Thursday 10 June 2010

cocoa prices have hit their highest since 1977 -- FT


Crop failures push cocoa to 33-year peak


By Jack Farchy and Javier Blas in London
Published: June 4 2010 03:00 | Last updated: June 4 2010 03:00


Spot cocoa prices in London yesterday jumped above the £2,500 a tonne level for the first time in more than three decades as a disappointing crop in west Africa left cocoa buyers scrambling to cover their positions.

Liffe July cocoa rose 1.5 per cent to a peak of £2,558 a tonne yesterday, the highest front-month price since November 1977.

The price of the July contract has leapt 15 per cent in the past three weeks.

The second-front month contract, usually seen as the industry benchmark, rose 0.4 per cent to £2,402 a tonne - just below the near- 33-year high of £2,430 that it set in early May.

Traders said that cocoa inventories at exchange-registered warehouses had fallen to very low levels after a poor crop in the Ivory Coast, which accounts for nearly 40 per cent of the world's supplies.

The rally has being exacerbated by technical factors, traders said.

As prices rose, industrial consumers of cocoa, the bean used to make chocolate, bought protection against even higher prices by buying call options, which give the right but not the obligation to purchase the commodity at a predetermined price.

But as the price of the spot contract, which expires on July 15, continued to rise, the banks who sold those call options have been scrambling to hedge themselves by buying futures.

"There is a very large open interest in July call options," a senior cocoa trader explained. "The dealers who sold the options are now rushing for cover, buying futures."

In addition, some cocoa processors have been struggling to roll their hedges from July to the September contract. The processors transform cocoa beans into cocoa butter and liquor, the intermediate materials used to produce chocolate.

But since neither butter nor liquor can be physically delivered to settle the contracts, processors are forced to roll their contracts and settle the price difference.

Usually, the rolling process is an easy affair but it has been complicated by the low stocks and the high volume of options trading.

Beside the technical factors, traders said that supply and demand fundamentals are robust.

Years of poor crops in West Africa have been lifting cocoa prices from a low of less than £600 a tonne in 2000.

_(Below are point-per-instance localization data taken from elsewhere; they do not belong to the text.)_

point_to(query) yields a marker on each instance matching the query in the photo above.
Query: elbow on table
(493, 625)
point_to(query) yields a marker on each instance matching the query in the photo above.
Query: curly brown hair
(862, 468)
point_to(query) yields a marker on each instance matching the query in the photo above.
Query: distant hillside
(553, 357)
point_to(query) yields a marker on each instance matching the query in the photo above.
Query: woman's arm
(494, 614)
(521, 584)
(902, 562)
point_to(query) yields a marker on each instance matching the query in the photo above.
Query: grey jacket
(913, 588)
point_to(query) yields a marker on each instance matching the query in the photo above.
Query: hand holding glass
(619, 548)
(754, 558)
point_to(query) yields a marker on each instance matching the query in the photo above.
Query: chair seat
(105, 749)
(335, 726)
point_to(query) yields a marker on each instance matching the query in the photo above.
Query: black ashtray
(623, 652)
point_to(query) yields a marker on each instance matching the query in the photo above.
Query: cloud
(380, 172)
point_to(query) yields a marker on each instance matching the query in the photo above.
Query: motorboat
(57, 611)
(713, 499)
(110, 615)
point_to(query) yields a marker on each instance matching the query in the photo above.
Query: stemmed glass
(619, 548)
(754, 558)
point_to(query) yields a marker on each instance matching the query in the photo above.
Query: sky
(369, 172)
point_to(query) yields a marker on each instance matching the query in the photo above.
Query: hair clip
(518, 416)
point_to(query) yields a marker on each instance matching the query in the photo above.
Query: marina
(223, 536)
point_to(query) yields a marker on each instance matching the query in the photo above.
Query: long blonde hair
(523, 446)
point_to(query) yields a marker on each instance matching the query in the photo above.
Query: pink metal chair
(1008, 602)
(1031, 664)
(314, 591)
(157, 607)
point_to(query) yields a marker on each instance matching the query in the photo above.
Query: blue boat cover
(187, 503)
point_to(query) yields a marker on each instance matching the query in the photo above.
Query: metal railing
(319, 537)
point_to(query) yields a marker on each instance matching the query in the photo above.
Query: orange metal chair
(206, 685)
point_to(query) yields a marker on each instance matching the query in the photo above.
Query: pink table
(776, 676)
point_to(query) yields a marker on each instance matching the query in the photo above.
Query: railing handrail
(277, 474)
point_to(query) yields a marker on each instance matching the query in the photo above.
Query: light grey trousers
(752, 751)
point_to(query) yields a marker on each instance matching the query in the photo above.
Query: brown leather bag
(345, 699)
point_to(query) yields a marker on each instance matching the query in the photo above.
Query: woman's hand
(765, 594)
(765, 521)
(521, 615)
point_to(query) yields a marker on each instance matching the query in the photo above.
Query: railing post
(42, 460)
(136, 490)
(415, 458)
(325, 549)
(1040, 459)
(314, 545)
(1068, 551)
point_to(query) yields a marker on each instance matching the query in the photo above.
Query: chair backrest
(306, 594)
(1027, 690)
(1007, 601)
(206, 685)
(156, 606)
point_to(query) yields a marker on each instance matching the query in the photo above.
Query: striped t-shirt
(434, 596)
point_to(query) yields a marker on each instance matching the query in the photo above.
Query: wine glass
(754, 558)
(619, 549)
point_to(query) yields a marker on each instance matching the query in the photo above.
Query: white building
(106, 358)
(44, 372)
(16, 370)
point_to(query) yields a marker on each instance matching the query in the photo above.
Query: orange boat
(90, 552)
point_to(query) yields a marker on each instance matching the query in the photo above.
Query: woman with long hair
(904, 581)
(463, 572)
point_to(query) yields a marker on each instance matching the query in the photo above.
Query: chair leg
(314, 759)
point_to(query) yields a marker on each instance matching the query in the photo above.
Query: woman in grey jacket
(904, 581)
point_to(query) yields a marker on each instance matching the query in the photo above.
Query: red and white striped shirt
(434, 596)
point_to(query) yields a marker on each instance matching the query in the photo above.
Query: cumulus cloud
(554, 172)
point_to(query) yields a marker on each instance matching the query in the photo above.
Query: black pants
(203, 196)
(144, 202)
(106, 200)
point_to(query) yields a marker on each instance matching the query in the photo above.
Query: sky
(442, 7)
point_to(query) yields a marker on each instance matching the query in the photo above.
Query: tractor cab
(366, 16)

In Ivory Coast in particular, the trees are old and disease-prone and industry executives said that, without investment in new trees and fertilisers, production will continue to fall.

Many believe that, as demand for chocolate picks up, cocoa demand will outstrip supply for the fifth successive year in the 2010-11 season, putting further pressure on prices.

Elsewhere in commodities, the gap between the European and US oil benchmarks reopened as the US government reported an increase in inventories at the hub of Cushing, Oklahoma, the delivery point of the Nymex West Texas Intermediate contract.

Stocks at Cushing rose by 270,000 barrels, reversing the previous week's drawdown, the US Department of Energy said.

But overall, US crude and gasoline stocks fell more than expected last week.

Nymex July WTI rose $1.75 to to $74.61 a barrel, while ICE July Brent advanced $1.66 to $75.41.